Frequency of sub-word units: phonemes (diphones, triphones, syllables,...): ok ("stats" file)

Word frequency table: n.a.

     Others:

Any other essential language-dependent information or convention: n.a.

Indication of how many files were double-checked by the producer together with percentage of detected errors:  ok (BASEVAL)

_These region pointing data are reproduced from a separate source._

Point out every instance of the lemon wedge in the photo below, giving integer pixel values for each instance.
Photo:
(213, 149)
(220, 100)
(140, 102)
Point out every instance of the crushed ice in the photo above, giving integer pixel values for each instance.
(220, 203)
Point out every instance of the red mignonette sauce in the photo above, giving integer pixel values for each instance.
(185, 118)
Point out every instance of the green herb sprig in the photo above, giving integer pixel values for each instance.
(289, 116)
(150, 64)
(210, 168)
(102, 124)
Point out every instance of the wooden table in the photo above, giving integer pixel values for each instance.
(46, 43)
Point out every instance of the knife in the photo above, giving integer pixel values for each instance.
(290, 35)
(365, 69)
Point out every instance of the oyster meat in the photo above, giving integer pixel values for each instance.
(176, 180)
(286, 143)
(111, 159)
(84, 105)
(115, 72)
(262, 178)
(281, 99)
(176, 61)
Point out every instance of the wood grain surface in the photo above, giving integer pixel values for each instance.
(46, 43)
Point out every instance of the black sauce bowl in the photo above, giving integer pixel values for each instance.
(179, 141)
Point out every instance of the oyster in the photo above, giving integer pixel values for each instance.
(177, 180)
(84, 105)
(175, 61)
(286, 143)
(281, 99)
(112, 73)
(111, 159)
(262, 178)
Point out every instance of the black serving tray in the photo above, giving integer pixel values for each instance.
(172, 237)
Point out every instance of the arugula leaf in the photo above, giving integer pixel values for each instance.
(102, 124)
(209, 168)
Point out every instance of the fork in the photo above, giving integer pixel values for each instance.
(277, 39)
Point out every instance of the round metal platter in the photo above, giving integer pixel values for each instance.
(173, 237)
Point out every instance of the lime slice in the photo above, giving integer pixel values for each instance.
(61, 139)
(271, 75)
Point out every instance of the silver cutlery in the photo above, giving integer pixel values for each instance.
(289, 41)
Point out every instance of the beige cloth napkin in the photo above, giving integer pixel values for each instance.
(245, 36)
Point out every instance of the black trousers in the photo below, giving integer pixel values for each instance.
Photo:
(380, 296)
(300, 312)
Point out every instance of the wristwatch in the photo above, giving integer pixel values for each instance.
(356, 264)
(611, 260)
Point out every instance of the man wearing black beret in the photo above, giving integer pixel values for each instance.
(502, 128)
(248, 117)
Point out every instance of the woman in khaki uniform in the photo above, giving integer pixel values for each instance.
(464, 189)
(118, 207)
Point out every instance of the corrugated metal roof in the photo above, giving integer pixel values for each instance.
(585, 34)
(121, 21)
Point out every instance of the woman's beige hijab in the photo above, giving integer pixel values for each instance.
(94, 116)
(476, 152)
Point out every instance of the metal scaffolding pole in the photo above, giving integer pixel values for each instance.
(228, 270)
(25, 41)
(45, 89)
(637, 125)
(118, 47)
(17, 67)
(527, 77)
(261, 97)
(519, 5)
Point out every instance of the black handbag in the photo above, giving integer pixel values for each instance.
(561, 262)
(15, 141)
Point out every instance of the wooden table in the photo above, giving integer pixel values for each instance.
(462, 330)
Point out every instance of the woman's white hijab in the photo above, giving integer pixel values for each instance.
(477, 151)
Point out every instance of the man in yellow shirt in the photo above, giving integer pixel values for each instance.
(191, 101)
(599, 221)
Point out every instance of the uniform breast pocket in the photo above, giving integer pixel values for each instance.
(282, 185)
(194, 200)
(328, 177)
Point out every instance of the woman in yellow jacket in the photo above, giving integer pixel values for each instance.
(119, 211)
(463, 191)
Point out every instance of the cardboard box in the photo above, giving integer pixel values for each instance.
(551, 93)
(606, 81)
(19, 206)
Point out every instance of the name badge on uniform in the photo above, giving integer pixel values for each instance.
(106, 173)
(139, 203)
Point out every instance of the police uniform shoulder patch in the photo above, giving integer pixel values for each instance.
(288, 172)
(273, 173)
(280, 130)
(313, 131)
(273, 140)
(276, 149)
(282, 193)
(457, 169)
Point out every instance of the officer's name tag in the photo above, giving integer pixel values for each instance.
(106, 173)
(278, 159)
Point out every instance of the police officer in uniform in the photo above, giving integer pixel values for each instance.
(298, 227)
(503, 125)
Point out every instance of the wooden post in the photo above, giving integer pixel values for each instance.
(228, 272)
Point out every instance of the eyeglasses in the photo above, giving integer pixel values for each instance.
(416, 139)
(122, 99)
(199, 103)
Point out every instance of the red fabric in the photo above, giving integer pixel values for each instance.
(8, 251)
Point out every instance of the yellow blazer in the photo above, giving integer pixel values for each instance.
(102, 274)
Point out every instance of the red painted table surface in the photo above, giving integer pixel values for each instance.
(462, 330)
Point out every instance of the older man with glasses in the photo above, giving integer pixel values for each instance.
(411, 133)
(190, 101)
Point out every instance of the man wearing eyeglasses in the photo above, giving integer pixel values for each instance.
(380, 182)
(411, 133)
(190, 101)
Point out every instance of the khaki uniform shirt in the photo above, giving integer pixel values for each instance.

          Status of documentation: acceptable

II.) Automatic validation

The following list contains all validation steps with the methodology and results.

In the "sessions" file the female speakers are tagged both with "f" and with "w". The same error occured also in the file "/test/docu/speakers" and  in the file "/test/docu/sessions".

Completeness of signal files:  ok

Completeness of meta data files:
ok

Completeness of annotation files: ok.

Correctness of file names: ok.

Empty files: none

Status of signal, annotation and meta data files: ok

Cross checks of meta information: ok

Cross checks of summary listings: ok

Annotation and lexicon contents: ok


III.) Manual Validation

5% of the data (500 files of the ERBA corpus and 50 files of the TEST corpus) and the orthographic transcription were checked in comparison. 1,8% of the data of the ERBA corpus contained errors (9 errors out of 500). Errors are the mismatching between the audio files and the orthographic transcription.  Pecular background noises  (for example bird singing) , buzzing, blowing to the microphone or microphone touch are not  being labelled.  The TEST corpus  didn't have any  errors,  although  the blowing to the microphone in some files or  the  background noise could be irritating.

IV.) Other Relevant Observations

Background noises,  buzzing, blowing to the microphone or microphone touch is not  labelled  in this corpus.  Some utterances are leveled much weaker than others.

V.) Comments for Improvement

 The revalidation was able to repair some data (orthographic transcription files, speakers file).

VI.) Result

The corpus is ok. The corpus is well documented and  no data or documentation files are missing.